Rara is the country’s largest lake, and perhaps the most beautiful, its deep blue waters tranquil and calm. Damodar Kund holds religious importance and is visited every year by Buddhists and Hindu pilgrims on the full moon day of August during which time, a big festival is held there, and the pilgrims take a dip in its icy waters to cleanse themselves of all sins committed so far. Shey-Phoksundo is claimed to be the deepest of all lakes in the country, but this is not the only reason for its claim to fame. Surrounded by rocky crags and deep forests, Phoksundo’s color is an exotic turquoise blue. The whole scenic set up is by framed by majestic snow-capped Himalayan peaks, and it is a sight that will remain in the memory for a long time to come.
So, what say, shall we go see this turquoise blue lake for ourselves? Well then, first you fly to Nepalgunj from Kathmandu, a one-hour flight. Spend the night at one of the comfortable hotels in this large town, and the next morning, take another flight to Juphal (2,400 m); should take you about 35 minutes to reach there. Take a break, rest a while, before starting the trek to Rupaghat (2,400 m) which is located along a river bank; should take you from four-and-a-half to five hours to reach this place.
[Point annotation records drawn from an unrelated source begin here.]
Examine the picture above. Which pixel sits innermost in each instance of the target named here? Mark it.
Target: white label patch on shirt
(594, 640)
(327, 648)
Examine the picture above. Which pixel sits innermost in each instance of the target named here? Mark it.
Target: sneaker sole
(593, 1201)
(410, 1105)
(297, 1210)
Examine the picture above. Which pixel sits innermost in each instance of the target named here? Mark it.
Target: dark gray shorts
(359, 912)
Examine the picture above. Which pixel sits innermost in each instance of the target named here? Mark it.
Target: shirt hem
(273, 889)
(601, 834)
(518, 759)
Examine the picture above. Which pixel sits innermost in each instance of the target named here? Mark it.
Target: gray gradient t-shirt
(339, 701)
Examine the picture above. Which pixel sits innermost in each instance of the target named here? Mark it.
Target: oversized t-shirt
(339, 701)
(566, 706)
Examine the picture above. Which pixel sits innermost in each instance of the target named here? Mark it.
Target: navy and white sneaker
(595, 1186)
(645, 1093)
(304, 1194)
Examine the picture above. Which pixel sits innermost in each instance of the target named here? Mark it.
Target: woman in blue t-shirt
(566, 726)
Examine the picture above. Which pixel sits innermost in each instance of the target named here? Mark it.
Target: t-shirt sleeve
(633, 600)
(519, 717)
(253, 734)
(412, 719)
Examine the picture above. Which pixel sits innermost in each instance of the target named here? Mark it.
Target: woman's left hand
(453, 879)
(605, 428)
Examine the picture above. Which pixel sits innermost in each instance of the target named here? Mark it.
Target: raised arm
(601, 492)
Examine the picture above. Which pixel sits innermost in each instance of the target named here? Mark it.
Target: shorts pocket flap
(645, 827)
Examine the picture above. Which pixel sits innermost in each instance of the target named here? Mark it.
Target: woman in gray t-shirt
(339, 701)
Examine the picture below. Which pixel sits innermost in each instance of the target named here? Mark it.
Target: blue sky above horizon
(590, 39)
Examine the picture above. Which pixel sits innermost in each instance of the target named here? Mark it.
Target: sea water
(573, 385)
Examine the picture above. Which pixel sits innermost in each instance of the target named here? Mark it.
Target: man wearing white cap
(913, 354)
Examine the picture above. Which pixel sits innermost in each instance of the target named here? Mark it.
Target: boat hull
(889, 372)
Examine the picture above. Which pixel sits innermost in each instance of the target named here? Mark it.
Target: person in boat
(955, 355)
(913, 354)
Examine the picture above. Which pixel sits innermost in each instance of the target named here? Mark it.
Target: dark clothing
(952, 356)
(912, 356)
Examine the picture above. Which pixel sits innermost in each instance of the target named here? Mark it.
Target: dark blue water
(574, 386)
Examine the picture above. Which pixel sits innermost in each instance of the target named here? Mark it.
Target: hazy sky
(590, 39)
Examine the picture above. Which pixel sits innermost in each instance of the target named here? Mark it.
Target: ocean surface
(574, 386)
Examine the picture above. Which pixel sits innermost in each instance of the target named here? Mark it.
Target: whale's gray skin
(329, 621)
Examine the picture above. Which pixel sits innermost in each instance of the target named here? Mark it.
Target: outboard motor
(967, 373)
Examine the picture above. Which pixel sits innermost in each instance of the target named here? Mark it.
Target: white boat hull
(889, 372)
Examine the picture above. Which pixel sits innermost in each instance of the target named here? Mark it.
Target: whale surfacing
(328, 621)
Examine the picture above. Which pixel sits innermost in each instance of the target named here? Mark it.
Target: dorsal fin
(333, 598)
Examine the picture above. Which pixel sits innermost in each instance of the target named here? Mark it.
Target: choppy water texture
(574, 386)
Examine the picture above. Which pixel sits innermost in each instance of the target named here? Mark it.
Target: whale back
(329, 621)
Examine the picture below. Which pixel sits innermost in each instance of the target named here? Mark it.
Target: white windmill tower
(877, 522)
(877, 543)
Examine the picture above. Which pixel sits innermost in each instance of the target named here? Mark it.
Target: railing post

The next two days’ hike, first to Ryalik (2,900 m; 6 h), then to Phoksundo Ringmo (3,500 m; 6 h), takes you through a deep forest full of pine and juniper trees high above the Phoksundo Khola (khola: river) and often going as much downhill as uphill. Sometimes, the ascents will take your breath away, they being pretty steep. By and by you’ll pass a small settlement, Palam, before coming out of the woods and gorge. On the way, you’ll find yourself atop a ridge located at a height of 3,660 m from where you will be able to have a real close-up view of a 330-meter high waterfall that originates from the Suli Gad River. It is said to be the country’s highest waterfall. Stirring sight, what?
From this ridge, you will also be able to have your first glimpse of the incredible turquoise blue lake, Phkosundo. At the far end of this lake is Ringmo, a charming village full of chortens, mani walls, and a number of small Buddhist and Bonpo monasteries. You’ll have noticed by now that the whole region is deeply influenced by Tibetan culture and lifestyle. It should perhaps be mentioned here that the valley of Dolpo is one of the most isolated places in the country due to its high mountains and snow-covered passes, and a valley that is a virtual preserve of ancient Tibetan culture. This aside, the sight of the Phoksundo Lake up close will surely make you thank your stars for your good fortune in being one of the select few to feast their eyes on this beautiful lake. Click away, you’ll not find a better scene anywhere else.
Spend one of the most memorable nights of your life at Ringmo where you may even have the opportunity, the next morning, of joining the monks at one of the monasteries during their morning prayers. After earning your blessings,, start the return trek down the Phoksundo Khola, first to Arike (2,800 m; 7 h), and then, the following day, to Juphal, from where you take a plane back to Nepalgunj, and onwards to Kathmandu. You’ll probably find this a big letdown, this getting back to the hustle and bustle of urban life, after your week in the wilderness, a week in which you were one with nature at its most beautiful.